Since the Bloc Québécois introduced the motion I would like to ask its permission to propose an amendment to promote cooperation in the interest of all Canadians.

I propose, seconded by the hon. member for Sault Ste. Marie, the following amendment:

That the motion be amended by adding the word “minimum” before the word “sum”, and by adding immediately after the words “Kyoto Protocol targets”: “, and that, after negotiations, the Government of Canada should provide appropriate funds to all other Canadian provinces and territories to make the transition towards Kyoto”.

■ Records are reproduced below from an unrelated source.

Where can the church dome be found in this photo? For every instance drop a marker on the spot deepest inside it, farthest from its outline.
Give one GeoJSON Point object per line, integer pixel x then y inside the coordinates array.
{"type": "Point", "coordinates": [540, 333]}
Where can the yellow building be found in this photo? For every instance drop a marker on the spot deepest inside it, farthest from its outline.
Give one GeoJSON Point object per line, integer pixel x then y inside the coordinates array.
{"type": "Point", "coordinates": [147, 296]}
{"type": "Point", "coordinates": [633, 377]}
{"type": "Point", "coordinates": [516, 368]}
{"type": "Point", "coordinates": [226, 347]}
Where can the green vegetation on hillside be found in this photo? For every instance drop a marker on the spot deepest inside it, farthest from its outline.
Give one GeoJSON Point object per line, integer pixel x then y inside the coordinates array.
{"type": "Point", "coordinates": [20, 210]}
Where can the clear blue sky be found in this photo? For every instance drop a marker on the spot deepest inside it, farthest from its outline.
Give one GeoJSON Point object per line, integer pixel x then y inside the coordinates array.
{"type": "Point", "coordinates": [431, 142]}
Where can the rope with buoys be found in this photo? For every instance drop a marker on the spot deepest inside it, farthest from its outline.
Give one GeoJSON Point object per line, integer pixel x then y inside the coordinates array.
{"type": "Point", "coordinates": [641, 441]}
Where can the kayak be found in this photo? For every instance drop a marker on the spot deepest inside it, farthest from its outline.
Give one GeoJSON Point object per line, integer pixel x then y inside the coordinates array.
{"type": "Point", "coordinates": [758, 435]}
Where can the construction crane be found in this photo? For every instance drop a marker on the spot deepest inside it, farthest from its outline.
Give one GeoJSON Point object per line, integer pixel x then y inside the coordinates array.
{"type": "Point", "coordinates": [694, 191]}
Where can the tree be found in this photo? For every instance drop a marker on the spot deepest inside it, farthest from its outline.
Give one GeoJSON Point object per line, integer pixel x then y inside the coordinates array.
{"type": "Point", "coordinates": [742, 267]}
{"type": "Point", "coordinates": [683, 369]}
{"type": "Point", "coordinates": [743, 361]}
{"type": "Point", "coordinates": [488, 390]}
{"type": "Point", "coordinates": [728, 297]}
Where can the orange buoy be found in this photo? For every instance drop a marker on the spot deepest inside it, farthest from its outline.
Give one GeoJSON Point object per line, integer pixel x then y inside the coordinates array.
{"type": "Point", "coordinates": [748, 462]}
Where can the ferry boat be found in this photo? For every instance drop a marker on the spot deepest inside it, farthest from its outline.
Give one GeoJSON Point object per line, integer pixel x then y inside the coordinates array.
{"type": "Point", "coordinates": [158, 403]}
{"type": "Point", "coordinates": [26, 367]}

I would like to ask for the support of the Bloc to introduce that amendment.

Opposition Motion—Kyoto ProtocolBusiness of SupplyGovernment Orders

11:45 a.m.


The Deputy Speaker NDP Bill Blaikie

The amendment is in order. However, I must inform the members that, according to Standing Order 85, an amendment to an opposition motion can only be introduced with the consent of the mover of the motion.

Consequently, I ask the hon. House leader of the Bloc Québécois if he consents to the introduction of the amendment.

Opposition Motion—Kyoto ProtocolBusiness of SupplyGovernment Orders

11:50 a.m.


Michel Gauthier Bloc Roberval—Lac-Saint-Jean, QC

Mr. Speaker, it is with pleasure that I accept the amendment proposed by the NDP and I agree to debate it.

Opposition Motion—Kyoto ProtocolBusiness of SupplyGovernment Orders

11:50 a.m.


The Deputy Speaker NDP Bill Blaikie

The amendment is in order.

On questions and comments, the hon. member for Rosemont—La Petite-Patrie.

Opposition Motion—Kyoto ProtocolBusiness of SupplyGovernment Orders

11:50 a.m.


Bernard Bigras Bloc Rosemont—La Petite-Patrie, QC

Mr. Speaker, first, I salute the initiative of the member for Acadie—Bathurst concerning his amendment.

I think that the amendment moved by the NDP confirms one thing, which is that the territorial approach that the Bloc Québécois has been advocating for years is the best approach for Canada to meet the Kyoto protocol targets.

Quebec is not asking for $328 million so it can beg Ottawa for money to fight climate change. Since the provinces are responsible for producing and distributing energy and this energy is consumed in the provinces, this is the most effective and efficient way to reduce greenhouse gas emissions.

Does my colleague recognize that the best way to reach the Kyoto targets is to transfer this money to the provinces, with the obligation to respect the Kyoto commitments in the territories and the provinces?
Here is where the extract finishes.